Я слышу — и Марья фыркает у котлов, тоже, должно быть, плачет.
Но мне плакать не хочется. Агафья точно прочитала новую страницу из жизни моего отца. Передо мной, как живой, встал отец. Вот он пришел с работы и, стоя у порога, ласково, нараспев говорит:
— А кто-то меня да поцелует?
В кухню шумно вошла Александра Леонтьевна. Агафья торопливо сползла с печки.
— Это еще что? — грозно крикнула на нее Александра Леонтьевна. —Тут дела невпроворот, а она на печи расселась.
— Проведать парнишку залезала.
— Нежности при нашей бедности.
Я не вижу Александру Леонтьевну, но слышу ее громкий, металлический голос и представляю ее, смуглую, сухолицую. Ее тонкие губы презрительно подобраны, черные брови заострены, и меж них лежит глубокая складка.
Александра Леонтьевна поднялась на табурет и заглянула на печку.

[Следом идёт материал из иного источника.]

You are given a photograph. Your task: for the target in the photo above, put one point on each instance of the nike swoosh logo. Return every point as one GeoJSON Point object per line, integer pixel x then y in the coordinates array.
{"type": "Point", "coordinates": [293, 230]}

— Ну, что? Голова не болит?
— Нет, — ответил я.
— Не нужно было ходить.
— Пимишки бы ему надо, — отозвалась Агафья.
— Где же я возьму? Для всех не наберешься. Дали только бедным.
— А у них богатство? — насмешливо процедила Агафья.

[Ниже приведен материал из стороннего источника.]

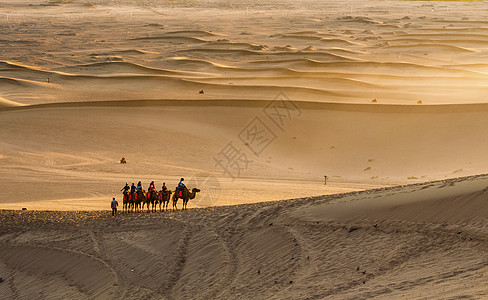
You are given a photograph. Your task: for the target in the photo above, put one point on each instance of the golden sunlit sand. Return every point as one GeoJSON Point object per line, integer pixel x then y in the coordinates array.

— Ну, это вас меньше всего касается. Прошу в мои дела не вмешиваться, — строго проговорила Александра Леонтьевна и вышла.
— Вас, окаянных, ничем не проймешь, — ворчала Агафья.
— Сыт голодного не разумеет, — отозвалась Марья.
— Небось своих-то всех срядила.
Я слышу—в кухню вошел Ферапонт.
— Ну-ка, где у меня утопленник-то? — проговорил он и заглянул на печь. — Ну, что? Как дела-то?
— Помаленьку, — весело говорю я.
— Ну, вот то-то и есть. Не вовремя тонуть-то зачал — зимой. Да разве зимой тонут? Холодно, поди. Тут, брат, привычку надо большую.
Я смотрю Ферапонту в рыжее лицо. Глаза его ласково поблескивают и улыбаются.
Он нюхает табачок и, слезая с табуретки, говорит:
— Ну ладно, валяй грейся. Да больше не тони.